By Alois Vinga
FINANCE Minister, Mthuli Ncube Thursday, presented a budget anchored on five pillars while projecting a 3 % economic growth including a 2 % inflation rate by the end of next year.
The budget statement prepared under the theme , “gearing for higher productivity, growth and job creation” sets five priority areas, productivity and growth, job creation, competitiveness, promotion of more sustainable and inclusive development and export diversification as well as import substitution.
Ncube envisages an economic recovery of up to 3% in the forthcoming year basing on a number of strategies despite admitting the economy will shrink to -6.5% this year.
“Growth is primarily premised on the following key assumptions ,expected better rainfall season , better planning for increased agricultural production, improved macroeconomic stability, extension of supportive tax and non-tax incentives to stimulate domestic production and advancing implementation of the ongoing ease of doing business reforms,” says the document in part,” said the Finance Minister.
The statement envisages inflation falling to single digits from the first quarter of 2020 to close the year around 2% on the back of commitments by the Central Bank to implement tight reserve measures, Ncube told Parliament.
Ncube added that informed by the above economic developments and outlook, revenue collections for the coming year are estimated at $58.6 billion against total expenditure of $63.6 billion, excluding retentions.
The treasury chief said subsidies on fuel, electricity and agriculture have, in the past, led to large and often unpredictable expenses and will be scrapped going forward.
“Where subsidies are deemed essential and can be financed, these will need to be clearly targeted and reflected in the budget with adequate budgetary provisions,” he said.
Turning to fuel and electricity, the treasury boss said pricing frameworks shall remain comparable to those charged in neighboring countries in a move aimed at removing arbitrage opportunities.
The existing grain marketing subsidies for maize and wheat that were being provided to grain millers through the Grain Marketing Board will be scrapped and the intervention will see grain being sold at market prices.
A reimbursement system will be implemented in order to extend the subsidy to the producers of roller meal, cooking oil and bread for the benefit of ordinary people.
The statement said fiscal consolidation reforms saw consistent monthly budget surpluses reaching $1.4 billion between January and August 2019 while the current account managed to deliver a positive balance of US$116.4 million during the first half of the year.
The burden of agricultural financial support was weaned from government in favor of a bank- led model on the back of resolving the bankability of 99 year leases.

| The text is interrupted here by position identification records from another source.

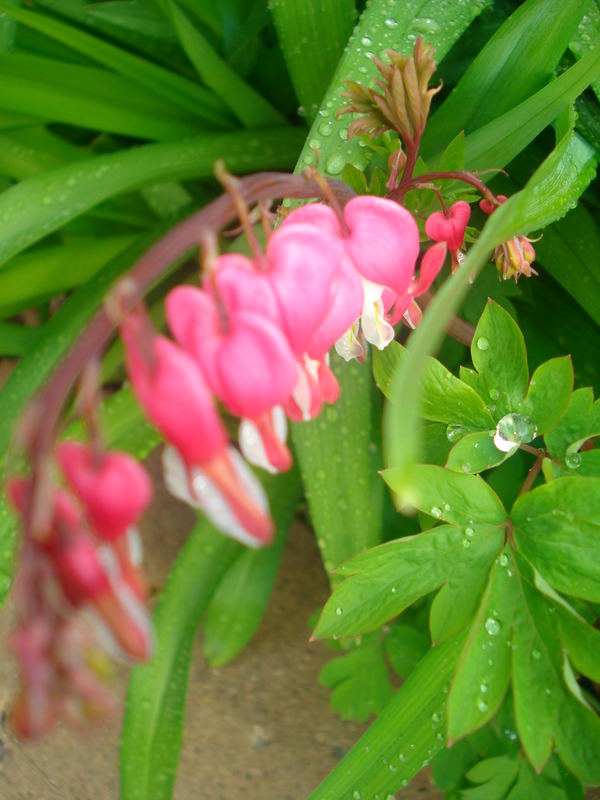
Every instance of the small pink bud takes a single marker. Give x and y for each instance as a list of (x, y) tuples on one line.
[(114, 488), (449, 226)]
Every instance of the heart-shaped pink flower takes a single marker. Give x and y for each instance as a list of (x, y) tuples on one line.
[(449, 226)]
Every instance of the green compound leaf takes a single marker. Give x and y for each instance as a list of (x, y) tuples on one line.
[(153, 722), (240, 600), (387, 579), (547, 197), (580, 422), (409, 731), (449, 496), (445, 397), (312, 36), (516, 62), (475, 453), (549, 393), (556, 529), (549, 706), (359, 681), (53, 198), (499, 355), (382, 25), (483, 673), (495, 776)]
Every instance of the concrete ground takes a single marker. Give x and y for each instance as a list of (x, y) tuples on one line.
[(258, 729)]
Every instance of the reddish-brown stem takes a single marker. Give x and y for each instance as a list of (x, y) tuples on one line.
[(531, 476), (142, 275), (465, 177)]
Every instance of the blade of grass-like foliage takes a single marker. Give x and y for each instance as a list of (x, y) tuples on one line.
[(240, 600), (382, 25), (550, 193), (8, 29), (498, 142), (243, 101), (79, 107), (88, 97), (15, 339), (41, 204), (56, 337), (569, 251), (41, 274), (518, 60), (338, 455), (153, 722), (312, 36), (588, 36), (405, 736), (175, 88)]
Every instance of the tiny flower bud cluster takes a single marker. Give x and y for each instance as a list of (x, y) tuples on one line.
[(78, 564)]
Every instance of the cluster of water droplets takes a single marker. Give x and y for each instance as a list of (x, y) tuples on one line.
[(514, 430)]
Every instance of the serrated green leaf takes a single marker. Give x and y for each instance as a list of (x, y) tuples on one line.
[(496, 776), (546, 710), (581, 420), (475, 453), (407, 732), (153, 722), (359, 682), (555, 186), (516, 62), (240, 600), (484, 667), (455, 604), (405, 646), (549, 393), (372, 35), (498, 354), (57, 196), (338, 455), (312, 36), (458, 499), (556, 529), (387, 579), (445, 397)]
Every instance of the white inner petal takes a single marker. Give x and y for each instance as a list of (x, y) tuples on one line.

Direct financing support by government will be targeted at vulnerable households under the Social Protection.
In a bid to end youth unemployment, the budget statement unveiled a $500 million National Venture Capital Fund which will be capitalised in both local and foreign currency, to incorporate the financing youth start-up projects with preference being given to targeted areas in the context of the Local Content Strategy.
In the budget statement all employers who hire youths will get $500 per individual.
The mining sector is expected to rebound by 4.7% while agriculture is expected to grow 5 %.